Ральф Бартон Перри был главным из тех, кто с радостью принял меня в студенты по просьбе моего отца. Он и Хольт, психолог, наряду с пятью или шестью другими учеными являлись авторами популярного в то время манифеста, известного как «новый реализм». Он содержал в себе смесь из отголосков прагматизма Джеймса и неких идей, аналогичных тем, что были высказаны в работе англичан Бертрана Рассела и Г. Э. Мура, и представлял собою протест против идеализма, который провозглашал, что реальность существует лишь в сознании и определяется его активностью. Само по себе это вполне вероятно, и все же, я помню, что основное впечатление, которое он произвел на меня, это невыносимая претенциозность и безосновательность. Один из авторов дошел до того, что попытался обосновать свои идеи, используя математическую логику, и в его обосновании практически каждое слово обнаруживало неправильное понимание терминов. С литературной точки зрения сочинение было написано в глупо-самодовольном стиле. Тем не менее, я помню Хольта как умного и очаровательного человека, как опытного полемиста в рамках его семинара, а Перри был одним из великих и достойных представителей американского либерализма.
Я дважды и совершенно по-разному столкнулся с Джосайя Ройсом. В первый раз это было на его курсе по математической логике. Хотя я не считаю, что его вклад в математическую логику велик, тем не менее, именно он познакомил меня с этим предметом. Ройс был многосторонней личностью. Он появился в научном мире в критический период, когда стали высыхать старые источники философской мысли, и в жизнь стали прорываться новые научные идеи. Математическая логика в том, как он ее преподносил, указывала на несомненно умного человека, слишком поздно пришедшего в новую область, чтобы овладеть ею в совершенстве.

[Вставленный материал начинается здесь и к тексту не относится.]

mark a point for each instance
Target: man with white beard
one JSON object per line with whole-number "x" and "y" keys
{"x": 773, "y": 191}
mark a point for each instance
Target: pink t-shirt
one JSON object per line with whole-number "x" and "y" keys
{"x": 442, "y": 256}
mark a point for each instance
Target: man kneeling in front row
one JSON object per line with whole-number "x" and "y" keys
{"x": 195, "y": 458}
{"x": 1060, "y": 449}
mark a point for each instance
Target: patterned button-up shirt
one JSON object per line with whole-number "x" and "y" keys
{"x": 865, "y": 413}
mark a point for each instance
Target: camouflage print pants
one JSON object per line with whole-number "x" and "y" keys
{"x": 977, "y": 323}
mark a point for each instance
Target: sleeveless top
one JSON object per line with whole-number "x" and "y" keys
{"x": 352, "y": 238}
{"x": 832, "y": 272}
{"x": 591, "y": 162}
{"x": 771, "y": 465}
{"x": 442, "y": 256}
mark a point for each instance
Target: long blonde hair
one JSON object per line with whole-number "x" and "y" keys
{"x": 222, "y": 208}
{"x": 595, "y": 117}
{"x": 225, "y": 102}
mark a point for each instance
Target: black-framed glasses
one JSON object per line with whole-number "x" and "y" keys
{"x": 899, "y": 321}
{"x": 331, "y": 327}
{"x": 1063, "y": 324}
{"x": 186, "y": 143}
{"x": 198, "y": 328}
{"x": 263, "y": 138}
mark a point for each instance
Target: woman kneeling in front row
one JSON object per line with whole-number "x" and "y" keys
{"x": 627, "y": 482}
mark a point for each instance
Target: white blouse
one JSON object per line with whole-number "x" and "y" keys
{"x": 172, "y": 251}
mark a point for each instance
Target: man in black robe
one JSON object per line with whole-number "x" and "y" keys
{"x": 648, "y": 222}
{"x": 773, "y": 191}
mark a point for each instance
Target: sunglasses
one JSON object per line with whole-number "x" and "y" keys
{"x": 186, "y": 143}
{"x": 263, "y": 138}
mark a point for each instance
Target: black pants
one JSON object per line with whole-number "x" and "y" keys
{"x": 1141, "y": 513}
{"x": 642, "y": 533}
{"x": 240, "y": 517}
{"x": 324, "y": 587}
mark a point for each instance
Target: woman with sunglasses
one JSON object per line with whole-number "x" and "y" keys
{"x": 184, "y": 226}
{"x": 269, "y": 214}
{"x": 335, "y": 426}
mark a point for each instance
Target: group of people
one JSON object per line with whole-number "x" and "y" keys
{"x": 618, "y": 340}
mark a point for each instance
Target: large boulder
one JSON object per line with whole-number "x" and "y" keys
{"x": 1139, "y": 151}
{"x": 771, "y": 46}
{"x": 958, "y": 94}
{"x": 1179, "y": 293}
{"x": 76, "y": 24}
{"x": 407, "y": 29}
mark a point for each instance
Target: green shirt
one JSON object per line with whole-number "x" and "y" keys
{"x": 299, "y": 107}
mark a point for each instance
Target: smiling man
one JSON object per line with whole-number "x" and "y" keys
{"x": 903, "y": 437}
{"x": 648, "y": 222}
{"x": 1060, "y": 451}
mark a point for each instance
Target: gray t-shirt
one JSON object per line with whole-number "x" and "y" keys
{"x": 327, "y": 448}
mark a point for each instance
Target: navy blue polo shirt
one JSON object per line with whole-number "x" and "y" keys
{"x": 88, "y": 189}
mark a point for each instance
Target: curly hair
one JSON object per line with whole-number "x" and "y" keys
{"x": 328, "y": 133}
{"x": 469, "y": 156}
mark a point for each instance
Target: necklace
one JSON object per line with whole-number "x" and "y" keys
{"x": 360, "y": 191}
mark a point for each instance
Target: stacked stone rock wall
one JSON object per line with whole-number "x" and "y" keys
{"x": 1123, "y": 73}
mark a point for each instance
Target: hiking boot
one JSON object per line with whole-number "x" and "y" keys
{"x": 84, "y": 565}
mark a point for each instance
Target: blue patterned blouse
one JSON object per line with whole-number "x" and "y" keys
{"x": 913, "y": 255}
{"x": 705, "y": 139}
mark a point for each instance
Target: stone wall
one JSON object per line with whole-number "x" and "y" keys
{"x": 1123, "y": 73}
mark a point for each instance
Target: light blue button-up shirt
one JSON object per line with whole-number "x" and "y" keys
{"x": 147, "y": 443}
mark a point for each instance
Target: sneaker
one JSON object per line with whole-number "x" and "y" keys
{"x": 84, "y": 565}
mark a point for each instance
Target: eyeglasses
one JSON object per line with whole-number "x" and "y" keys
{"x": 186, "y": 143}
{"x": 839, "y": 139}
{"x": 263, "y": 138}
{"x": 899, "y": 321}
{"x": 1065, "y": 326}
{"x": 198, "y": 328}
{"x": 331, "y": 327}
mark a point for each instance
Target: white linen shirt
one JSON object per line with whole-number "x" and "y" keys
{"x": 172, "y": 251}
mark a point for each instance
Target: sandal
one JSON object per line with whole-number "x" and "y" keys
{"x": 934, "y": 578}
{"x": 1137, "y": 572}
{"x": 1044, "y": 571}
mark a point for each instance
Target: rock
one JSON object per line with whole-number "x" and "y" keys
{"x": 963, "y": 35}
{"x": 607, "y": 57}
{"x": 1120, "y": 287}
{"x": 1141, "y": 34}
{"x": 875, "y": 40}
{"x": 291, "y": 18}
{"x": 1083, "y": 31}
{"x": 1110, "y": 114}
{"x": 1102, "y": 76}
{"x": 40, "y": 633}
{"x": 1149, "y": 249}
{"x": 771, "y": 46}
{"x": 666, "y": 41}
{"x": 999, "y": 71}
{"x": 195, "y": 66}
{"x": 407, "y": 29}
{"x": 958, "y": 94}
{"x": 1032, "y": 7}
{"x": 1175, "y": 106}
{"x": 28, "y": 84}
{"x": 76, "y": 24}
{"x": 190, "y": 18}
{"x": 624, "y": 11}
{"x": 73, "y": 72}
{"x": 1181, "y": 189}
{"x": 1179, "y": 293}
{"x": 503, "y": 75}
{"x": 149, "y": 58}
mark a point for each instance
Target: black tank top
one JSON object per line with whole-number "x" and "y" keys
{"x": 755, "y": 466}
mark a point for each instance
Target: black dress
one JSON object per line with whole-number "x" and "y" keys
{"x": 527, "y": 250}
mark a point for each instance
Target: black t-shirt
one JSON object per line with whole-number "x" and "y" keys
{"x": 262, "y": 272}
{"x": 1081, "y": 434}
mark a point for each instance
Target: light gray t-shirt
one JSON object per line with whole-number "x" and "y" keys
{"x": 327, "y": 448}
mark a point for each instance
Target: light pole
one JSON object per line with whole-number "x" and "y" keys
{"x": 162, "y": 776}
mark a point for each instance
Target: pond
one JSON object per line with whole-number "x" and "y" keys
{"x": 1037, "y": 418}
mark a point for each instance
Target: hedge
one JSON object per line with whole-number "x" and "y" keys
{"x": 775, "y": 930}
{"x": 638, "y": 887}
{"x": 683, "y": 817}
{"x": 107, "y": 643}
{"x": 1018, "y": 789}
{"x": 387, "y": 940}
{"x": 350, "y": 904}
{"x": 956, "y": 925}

На семинарах Ройса по научному методу, который я посещал в течение двух лет и который дал мне все самое ценное, что я когда-либо получал в процессе обучения, так же было заметно его раздвоение между прошлым и будущим. Ройс с удовольствием включал в эту маленькую группу любого думающего студента, выполнявшего обоснованную рабочую программу и умевшего хорошо выражать свои мысли относительно методов, посредством которых он пришел к этим своим идеям и относительно их философской значимости.